PaddleOCR-VL-1.5 ONNX Optimized (Quantized)

This repository provides the ONNX version of PaddleOCR-VL-1.5, specifically optimized for CPU inference. The models have been quantized using Intel® ONNX Neural Compressor (INC) and NNCF to significantly reduce memory usage and increase inference speed.

🛠 Model Files & Quantization

This project offers multiple levels of quantization so you can choose the best balance between speed and accuracy for your hardware.

1. Vision Encoder & Multi-modal Projector

The vision component handles the initial image processing and maps visual features to the language space.

vision_encoder.onnx: Full FP32 precision.
vision_encoder_q8.onnx: 8-bit dynamic quantized version.
vision_encoder_q4.onnx: 4-bit weight-only quantization, compressed using NNCF (Data-free).

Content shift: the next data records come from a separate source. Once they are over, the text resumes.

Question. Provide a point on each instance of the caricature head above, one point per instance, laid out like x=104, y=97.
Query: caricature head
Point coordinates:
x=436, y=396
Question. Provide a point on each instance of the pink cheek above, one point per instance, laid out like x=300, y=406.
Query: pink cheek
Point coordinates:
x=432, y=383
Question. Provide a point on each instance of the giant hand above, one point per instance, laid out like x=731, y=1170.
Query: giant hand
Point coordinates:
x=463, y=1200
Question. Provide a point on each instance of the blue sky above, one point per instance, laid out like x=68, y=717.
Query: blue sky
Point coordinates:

2. Decoder (Language Model)

The autoregressive decoder responsible for generating the text/structured output.

decoder.onnx: Full FP32 precision language model.
decoder_q8.onnx: 8-bit dynamic quantized version.
decoder_q4.onnx: 4-bit quantized version using the GPTQ algorithm via the ONNX Neural Compressor.

3. Embedding

embed.onnx: The shared embedding layer required for token-to-vector conversion.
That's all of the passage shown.